Samanta miraba la espalda de Gaspar alejarse, su figura decidida y sin una pizca de vacilación. En sus ojos, la rabia y la impotencia hervían como un volcán a punto de estallar.
Ángel le lanzó una mirada significativa a las enfermeras, indicándoles que salieran y dejaran la sala.
El cabello de Samanta, que normalmente cuidaba con esmero, ahora caía en mechones desordenados sobre su rostro. El maquillaje, arruinado por las lágrimas, le daba un aspecto aún más vulnerable. Si de costumbre irradiaba elegancia, en ese momento solo quedaba una sombra deslucida de sí misma.
Ángel tomó una servilleta y se la ofreció con calma.
—Señorita Samanta, lamento que esté pasando por esto, pero necesita entender que esta investigación involucra la vida de la familia del señor Gaspar.
Samanta levantó la cabeza de golpe, con una furia que casi podía cortar el aire.
—¿Qué creen que soy? ¿Un banco de sangre ambulante? Hace diez años fue igual, y diez años después, vuelven a lo mismo.
Ángel se acomodó los lentes y la miró con serenidad.
—Señorita Samanta, no conozco todos los detalles de aquel acuerdo, pero tengo claro que el señor Gaspar nunca fue injusto con usted. Esto no ha sido un simple aprovechamiento unilateral.
La expresión de Samanta se tornó aún más amarga, como si le hubieran tocado la herida más profunda. Su voz se quebró de la indignación.
—¿Y eso qué? ¿El dinero lo resuelve todo? ¿Puede comprar los diez años que entregué de mi vida? ¿Puede compensar los sentimientos que invertí? Él siempre supo lo que sentía, siempre supo que yo no quería dinero. Ahora, lo único que quiere es exprimir la última gota de mi sangre.
Mientras hablaba, Samanta fue elevando el tono hasta que de pronto se puso de pie, pero su cuerpo, débil por la pérdida de sangre, no la sostuvo; el mundo le dio vueltas y terminó desplomándose de nuevo en la silla.
Se sostuvo la frente, y sus ojos lanzaban destellos de dolor y rabia, aún más intensos que antes.

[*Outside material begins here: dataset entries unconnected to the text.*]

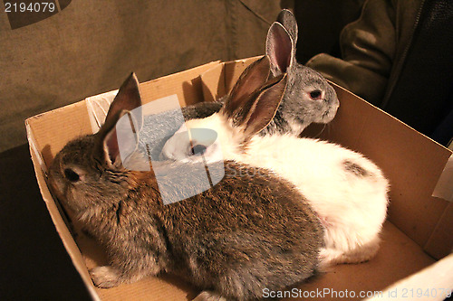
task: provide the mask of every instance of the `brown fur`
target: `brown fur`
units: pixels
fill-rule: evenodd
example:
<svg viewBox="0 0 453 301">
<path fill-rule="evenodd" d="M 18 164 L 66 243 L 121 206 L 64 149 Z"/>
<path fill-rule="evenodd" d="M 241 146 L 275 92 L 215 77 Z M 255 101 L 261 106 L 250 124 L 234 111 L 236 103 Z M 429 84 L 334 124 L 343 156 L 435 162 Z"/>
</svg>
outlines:
<svg viewBox="0 0 453 301">
<path fill-rule="evenodd" d="M 197 179 L 184 174 L 182 163 L 153 163 L 152 172 L 125 169 L 106 142 L 114 124 L 107 120 L 98 134 L 70 142 L 49 172 L 55 195 L 108 252 L 110 265 L 91 271 L 97 286 L 165 271 L 205 289 L 200 299 L 249 300 L 264 288 L 283 289 L 313 274 L 323 228 L 291 183 L 226 162 L 226 175 L 214 187 L 164 205 L 155 174 L 183 179 L 177 185 Z M 80 179 L 70 181 L 66 169 Z"/>
</svg>

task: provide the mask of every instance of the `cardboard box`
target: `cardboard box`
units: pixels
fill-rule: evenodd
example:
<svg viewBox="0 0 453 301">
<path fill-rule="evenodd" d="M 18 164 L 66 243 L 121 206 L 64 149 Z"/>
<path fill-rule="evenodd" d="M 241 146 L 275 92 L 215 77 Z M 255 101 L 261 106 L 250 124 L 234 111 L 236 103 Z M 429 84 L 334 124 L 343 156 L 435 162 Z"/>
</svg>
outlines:
<svg viewBox="0 0 453 301">
<path fill-rule="evenodd" d="M 147 103 L 176 94 L 181 105 L 212 101 L 228 91 L 242 71 L 256 59 L 214 61 L 141 83 L 142 99 Z M 381 296 L 378 294 L 377 299 L 413 299 L 419 289 L 423 293 L 429 289 L 429 296 L 417 299 L 442 300 L 442 289 L 445 296 L 453 288 L 453 256 L 448 256 L 453 248 L 453 204 L 432 195 L 435 188 L 438 194 L 449 192 L 448 184 L 436 186 L 441 174 L 448 183 L 445 174 L 450 168 L 445 167 L 451 164 L 452 152 L 349 91 L 334 88 L 341 102 L 335 119 L 323 131 L 310 127 L 306 135 L 315 134 L 360 151 L 383 169 L 391 185 L 388 221 L 376 258 L 361 264 L 333 267 L 307 283 L 291 287 L 294 289 L 289 296 L 295 300 L 363 299 L 389 287 Z M 97 130 L 114 94 L 89 98 L 25 121 L 43 198 L 93 299 L 191 299 L 198 291 L 168 275 L 110 289 L 94 287 L 87 268 L 105 263 L 105 257 L 96 242 L 78 230 L 47 188 L 47 166 L 55 154 L 75 136 Z"/>
</svg>

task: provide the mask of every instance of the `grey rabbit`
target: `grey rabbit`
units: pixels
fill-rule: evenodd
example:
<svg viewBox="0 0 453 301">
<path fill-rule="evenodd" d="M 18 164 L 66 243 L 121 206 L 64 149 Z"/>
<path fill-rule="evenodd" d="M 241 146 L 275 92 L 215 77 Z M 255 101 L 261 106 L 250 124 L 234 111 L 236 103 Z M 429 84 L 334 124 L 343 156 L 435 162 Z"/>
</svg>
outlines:
<svg viewBox="0 0 453 301">
<path fill-rule="evenodd" d="M 258 135 L 299 136 L 311 123 L 326 124 L 335 117 L 340 102 L 333 88 L 320 73 L 296 61 L 297 34 L 294 15 L 287 9 L 282 10 L 267 33 L 265 54 L 271 61 L 271 77 L 287 73 L 288 84 L 274 119 Z M 183 108 L 184 118 L 211 116 L 220 110 L 224 100 Z"/>
<path fill-rule="evenodd" d="M 191 164 L 123 166 L 116 125 L 140 106 L 132 73 L 99 132 L 70 141 L 49 169 L 53 193 L 109 256 L 109 265 L 90 270 L 97 287 L 168 272 L 202 289 L 196 300 L 253 300 L 316 272 L 323 229 L 304 196 L 272 172 L 224 162 L 218 183 L 164 205 L 157 175 L 175 185 L 170 194 L 198 179 L 185 172 Z"/>
</svg>

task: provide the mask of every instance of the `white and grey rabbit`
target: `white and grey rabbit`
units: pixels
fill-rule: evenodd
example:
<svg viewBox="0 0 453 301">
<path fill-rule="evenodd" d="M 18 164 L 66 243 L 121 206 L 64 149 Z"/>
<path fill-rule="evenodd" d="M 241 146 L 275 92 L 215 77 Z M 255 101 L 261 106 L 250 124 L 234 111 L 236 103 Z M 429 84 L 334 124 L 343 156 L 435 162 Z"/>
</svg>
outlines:
<svg viewBox="0 0 453 301">
<path fill-rule="evenodd" d="M 340 105 L 333 88 L 317 71 L 296 61 L 297 23 L 291 11 L 280 12 L 267 33 L 265 54 L 271 59 L 272 74 L 287 73 L 287 89 L 274 119 L 259 135 L 292 133 L 299 136 L 311 123 L 326 124 Z M 224 99 L 182 108 L 186 120 L 207 118 L 220 110 Z"/>
<path fill-rule="evenodd" d="M 268 81 L 269 72 L 266 57 L 250 65 L 222 109 L 187 121 L 167 141 L 161 155 L 185 162 L 223 158 L 271 169 L 295 183 L 323 221 L 323 263 L 371 259 L 386 217 L 387 179 L 362 155 L 338 145 L 288 134 L 256 135 L 272 121 L 285 93 L 286 83 Z M 200 136 L 183 135 L 194 128 L 215 130 L 217 140 L 206 144 Z"/>
<path fill-rule="evenodd" d="M 90 271 L 96 286 L 168 272 L 202 289 L 196 300 L 255 300 L 265 288 L 282 290 L 315 272 L 323 226 L 288 181 L 224 162 L 225 177 L 211 189 L 165 205 L 169 195 L 159 193 L 161 185 L 173 185 L 166 193 L 178 197 L 178 187 L 199 183 L 186 173 L 193 164 L 152 162 L 147 172 L 126 168 L 118 125 L 121 117 L 133 120 L 129 113 L 140 105 L 132 74 L 100 131 L 69 142 L 49 170 L 53 194 L 108 253 L 109 265 Z M 135 126 L 141 127 L 140 118 Z M 196 174 L 206 174 L 204 165 L 196 168 L 202 169 Z"/>
</svg>

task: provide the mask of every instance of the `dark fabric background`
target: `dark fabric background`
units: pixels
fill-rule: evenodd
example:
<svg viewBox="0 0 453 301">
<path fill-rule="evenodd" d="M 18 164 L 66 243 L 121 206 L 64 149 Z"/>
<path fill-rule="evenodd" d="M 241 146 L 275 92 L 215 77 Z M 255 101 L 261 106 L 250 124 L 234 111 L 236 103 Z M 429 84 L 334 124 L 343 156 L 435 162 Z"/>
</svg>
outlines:
<svg viewBox="0 0 453 301">
<path fill-rule="evenodd" d="M 280 11 L 277 0 L 59 3 L 14 30 L 0 4 L 0 152 L 26 142 L 26 118 L 118 89 L 131 71 L 145 81 L 263 54 Z"/>
</svg>

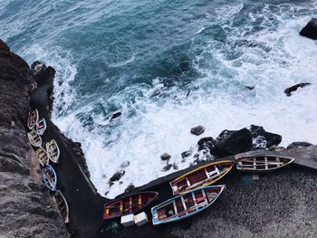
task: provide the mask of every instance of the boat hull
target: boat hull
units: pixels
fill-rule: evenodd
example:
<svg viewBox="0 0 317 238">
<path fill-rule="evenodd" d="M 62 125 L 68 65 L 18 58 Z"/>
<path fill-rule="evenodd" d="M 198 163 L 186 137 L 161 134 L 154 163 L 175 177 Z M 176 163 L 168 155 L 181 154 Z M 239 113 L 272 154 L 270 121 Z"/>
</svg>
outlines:
<svg viewBox="0 0 317 238">
<path fill-rule="evenodd" d="M 169 182 L 173 195 L 216 183 L 229 173 L 234 165 L 233 160 L 212 162 L 174 179 Z"/>
</svg>

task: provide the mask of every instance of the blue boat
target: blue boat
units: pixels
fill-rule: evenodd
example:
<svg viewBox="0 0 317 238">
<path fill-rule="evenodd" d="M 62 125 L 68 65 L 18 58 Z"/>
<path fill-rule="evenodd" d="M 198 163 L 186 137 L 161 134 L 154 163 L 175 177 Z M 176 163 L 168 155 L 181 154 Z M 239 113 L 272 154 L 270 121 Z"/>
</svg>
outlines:
<svg viewBox="0 0 317 238">
<path fill-rule="evenodd" d="M 42 169 L 43 180 L 48 189 L 52 191 L 56 191 L 57 185 L 57 176 L 55 170 L 48 165 L 43 169 Z"/>
<path fill-rule="evenodd" d="M 210 206 L 225 186 L 208 186 L 191 190 L 158 205 L 151 209 L 153 224 L 178 222 Z"/>
</svg>

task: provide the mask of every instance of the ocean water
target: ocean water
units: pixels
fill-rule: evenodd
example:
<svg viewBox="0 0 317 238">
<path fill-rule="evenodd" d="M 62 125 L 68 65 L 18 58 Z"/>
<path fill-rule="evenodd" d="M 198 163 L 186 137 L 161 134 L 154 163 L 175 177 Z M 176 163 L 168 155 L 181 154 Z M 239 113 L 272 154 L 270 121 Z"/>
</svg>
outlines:
<svg viewBox="0 0 317 238">
<path fill-rule="evenodd" d="M 102 195 L 173 172 L 161 171 L 164 152 L 188 167 L 180 153 L 225 129 L 255 124 L 282 146 L 317 143 L 317 43 L 298 33 L 317 15 L 314 0 L 0 3 L 0 37 L 56 69 L 53 122 L 82 143 Z M 299 82 L 312 85 L 286 97 Z"/>
</svg>

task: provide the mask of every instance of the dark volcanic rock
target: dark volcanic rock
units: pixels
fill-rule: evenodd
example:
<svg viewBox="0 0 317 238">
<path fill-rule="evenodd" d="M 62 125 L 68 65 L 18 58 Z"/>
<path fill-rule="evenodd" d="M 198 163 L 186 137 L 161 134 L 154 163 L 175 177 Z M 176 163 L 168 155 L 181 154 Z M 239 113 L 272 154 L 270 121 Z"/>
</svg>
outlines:
<svg viewBox="0 0 317 238">
<path fill-rule="evenodd" d="M 212 137 L 202 138 L 198 140 L 198 150 L 212 149 L 215 147 L 215 139 Z"/>
<path fill-rule="evenodd" d="M 290 96 L 292 96 L 292 91 L 297 90 L 298 88 L 303 88 L 303 87 L 308 86 L 308 85 L 311 85 L 311 83 L 309 83 L 309 82 L 298 83 L 298 84 L 293 85 L 290 88 L 287 88 L 284 90 L 284 93 L 286 94 L 287 97 L 290 97 Z"/>
<path fill-rule="evenodd" d="M 126 171 L 124 170 L 119 170 L 109 179 L 109 183 L 111 184 L 111 182 L 119 181 L 125 173 Z"/>
<path fill-rule="evenodd" d="M 190 133 L 195 135 L 195 136 L 199 136 L 199 135 L 203 134 L 204 131 L 205 131 L 205 128 L 202 126 L 197 126 L 197 127 L 192 128 L 190 129 Z"/>
<path fill-rule="evenodd" d="M 164 153 L 160 156 L 160 159 L 163 161 L 168 160 L 171 157 L 171 156 L 168 153 Z"/>
<path fill-rule="evenodd" d="M 296 148 L 308 148 L 313 146 L 312 143 L 306 141 L 296 141 L 288 145 L 287 149 Z"/>
<path fill-rule="evenodd" d="M 220 135 L 222 134 L 227 135 L 228 133 L 223 131 Z M 232 132 L 229 137 L 224 138 L 221 137 L 221 139 L 216 143 L 211 150 L 211 154 L 217 157 L 235 155 L 252 149 L 252 135 L 247 129 Z"/>
<path fill-rule="evenodd" d="M 312 40 L 317 40 L 317 18 L 312 18 L 305 27 L 302 29 L 300 34 Z"/>
<path fill-rule="evenodd" d="M 282 136 L 271 132 L 267 132 L 264 129 L 263 127 L 251 125 L 250 131 L 253 138 L 256 138 L 259 136 L 262 136 L 266 140 L 266 148 L 270 148 L 273 145 L 279 145 L 282 141 Z"/>
<path fill-rule="evenodd" d="M 0 85 L 0 236 L 68 237 L 26 136 L 36 83 L 27 63 L 2 41 Z"/>
</svg>

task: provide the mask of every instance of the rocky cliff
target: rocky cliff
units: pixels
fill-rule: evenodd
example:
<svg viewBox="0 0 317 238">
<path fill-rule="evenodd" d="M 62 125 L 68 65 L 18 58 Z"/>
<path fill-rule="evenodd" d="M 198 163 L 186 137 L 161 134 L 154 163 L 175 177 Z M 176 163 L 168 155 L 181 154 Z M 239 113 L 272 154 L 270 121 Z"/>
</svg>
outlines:
<svg viewBox="0 0 317 238">
<path fill-rule="evenodd" d="M 68 237 L 26 136 L 28 64 L 0 40 L 0 237 Z"/>
</svg>

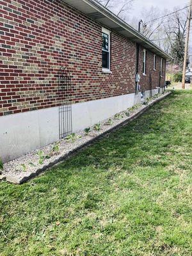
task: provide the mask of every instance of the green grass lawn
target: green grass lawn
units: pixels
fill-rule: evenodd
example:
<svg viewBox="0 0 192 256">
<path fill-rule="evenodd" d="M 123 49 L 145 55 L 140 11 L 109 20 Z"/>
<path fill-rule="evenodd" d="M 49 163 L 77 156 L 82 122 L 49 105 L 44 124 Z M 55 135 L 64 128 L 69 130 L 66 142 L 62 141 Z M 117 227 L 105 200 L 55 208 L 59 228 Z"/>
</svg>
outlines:
<svg viewBox="0 0 192 256">
<path fill-rule="evenodd" d="M 21 186 L 0 183 L 0 255 L 192 255 L 192 91 Z"/>
</svg>

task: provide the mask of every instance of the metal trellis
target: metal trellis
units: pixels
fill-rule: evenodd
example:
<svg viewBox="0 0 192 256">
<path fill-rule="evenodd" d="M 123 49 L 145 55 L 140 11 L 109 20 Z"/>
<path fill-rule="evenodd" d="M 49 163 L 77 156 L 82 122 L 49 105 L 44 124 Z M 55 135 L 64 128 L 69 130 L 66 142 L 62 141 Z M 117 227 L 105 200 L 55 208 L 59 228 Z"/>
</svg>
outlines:
<svg viewBox="0 0 192 256">
<path fill-rule="evenodd" d="M 68 68 L 61 66 L 59 74 L 60 138 L 72 133 L 71 76 Z"/>
</svg>

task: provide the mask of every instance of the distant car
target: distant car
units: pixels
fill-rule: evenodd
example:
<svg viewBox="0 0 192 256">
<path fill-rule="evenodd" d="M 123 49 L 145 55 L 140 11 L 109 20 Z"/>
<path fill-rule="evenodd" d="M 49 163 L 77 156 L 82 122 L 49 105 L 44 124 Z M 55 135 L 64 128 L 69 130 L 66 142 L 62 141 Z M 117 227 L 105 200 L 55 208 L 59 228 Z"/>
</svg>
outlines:
<svg viewBox="0 0 192 256">
<path fill-rule="evenodd" d="M 185 82 L 186 82 L 186 83 L 191 83 L 190 77 L 186 77 L 186 79 L 185 79 Z"/>
</svg>

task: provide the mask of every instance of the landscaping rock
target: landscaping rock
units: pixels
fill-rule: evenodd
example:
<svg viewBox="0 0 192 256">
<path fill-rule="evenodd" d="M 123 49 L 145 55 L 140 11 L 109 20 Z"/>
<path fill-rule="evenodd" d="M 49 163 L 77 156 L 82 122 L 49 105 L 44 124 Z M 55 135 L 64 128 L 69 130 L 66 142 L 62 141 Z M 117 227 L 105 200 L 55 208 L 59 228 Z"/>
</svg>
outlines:
<svg viewBox="0 0 192 256">
<path fill-rule="evenodd" d="M 99 140 L 120 127 L 126 125 L 170 93 L 170 92 L 168 92 L 160 96 L 158 95 L 158 97 L 156 96 L 155 99 L 152 98 L 147 102 L 145 102 L 145 104 L 134 106 L 100 122 L 100 125 L 99 124 L 95 125 L 95 129 L 93 125 L 88 134 L 86 134 L 84 131 L 77 132 L 76 134 L 69 136 L 67 140 L 66 139 L 60 140 L 56 143 L 31 151 L 25 156 L 6 163 L 4 164 L 3 174 L 0 177 L 2 177 L 8 182 L 15 184 L 22 184 L 26 182 L 49 168 L 64 161 L 83 148 L 92 144 L 96 140 Z M 130 114 L 129 116 L 127 115 L 127 111 Z"/>
</svg>

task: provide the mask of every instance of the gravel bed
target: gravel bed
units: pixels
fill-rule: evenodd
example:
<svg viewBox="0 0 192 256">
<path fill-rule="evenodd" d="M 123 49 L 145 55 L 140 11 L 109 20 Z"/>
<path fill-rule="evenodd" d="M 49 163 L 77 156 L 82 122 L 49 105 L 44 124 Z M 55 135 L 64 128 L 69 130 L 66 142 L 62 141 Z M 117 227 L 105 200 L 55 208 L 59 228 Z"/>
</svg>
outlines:
<svg viewBox="0 0 192 256">
<path fill-rule="evenodd" d="M 137 114 L 143 112 L 150 106 L 166 97 L 168 94 L 170 93 L 167 92 L 158 95 L 158 97 L 156 96 L 155 99 L 151 98 L 149 101 L 145 101 L 145 104 L 143 103 L 135 105 L 125 111 L 120 112 L 116 116 L 111 116 L 109 119 L 112 120 L 113 124 L 111 125 L 107 124 L 109 119 L 101 122 L 100 131 L 97 131 L 93 127 L 90 127 L 91 131 L 88 135 L 85 134 L 84 131 L 76 132 L 74 141 L 72 141 L 71 140 L 62 139 L 4 163 L 1 179 L 4 178 L 7 181 L 16 184 L 23 183 L 57 163 L 64 160 L 70 153 L 80 149 L 83 145 L 88 144 L 89 142 L 95 140 L 102 134 L 106 133 L 108 131 L 115 129 L 121 124 L 126 123 L 126 120 L 129 122 L 129 120 L 134 119 Z M 129 114 L 129 116 L 126 115 L 127 113 Z M 58 145 L 58 152 L 56 150 L 53 150 L 54 147 L 56 145 Z M 40 157 L 38 154 L 38 153 L 40 154 L 40 152 L 44 157 L 49 156 L 49 158 L 44 158 L 43 163 L 39 163 Z"/>
</svg>

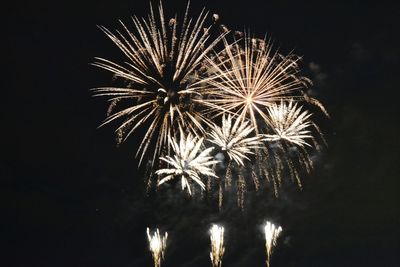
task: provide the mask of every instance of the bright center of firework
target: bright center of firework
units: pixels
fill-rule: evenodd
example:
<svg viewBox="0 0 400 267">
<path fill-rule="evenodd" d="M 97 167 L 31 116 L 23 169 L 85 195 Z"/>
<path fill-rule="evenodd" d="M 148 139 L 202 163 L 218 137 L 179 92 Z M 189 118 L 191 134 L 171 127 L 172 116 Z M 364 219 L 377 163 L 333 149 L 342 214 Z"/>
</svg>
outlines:
<svg viewBox="0 0 400 267">
<path fill-rule="evenodd" d="M 251 95 L 246 97 L 246 104 L 247 105 L 251 105 L 253 103 L 253 98 L 251 97 Z"/>
</svg>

Ángel esperó a que sus emociones se calmaran un poco antes de continuar, eligiendo sus palabras con cuidado.
—Señorita Samanta, yo no puedo juzgar sus sentimientos. Pero, hablando objetivamente, usted y el señor Gaspar firmaron un acuerdo, y debe respetar lo pactado. Le sugiero que se tranquilice y descanse.
Con eso, el doctor Ángel se retiró, y las dos enfermeras entraron para vigilarla.
—No hace falta —respondió ella, con una mirada distante, dejando claro que no quería que nadie la viera en ese estado.
...
Micaela estaba descansando en la oficina. Siempre había tenido el sueño ligero, así que cuando oyó que una enfermera derribaba unos papeles en el pasillo, abrió los ojos de inmediato.
Lo que acababa de ocurrir en la sala de extracción no tenía ningún significado para ella.
Tenía el rostro cansado, las ojeras pronunciadas. Era evidente que no había dormido nada la noche anterior.
—¿Puedo hablar un momento contigo? —preguntó con voz ronca, casi apagada.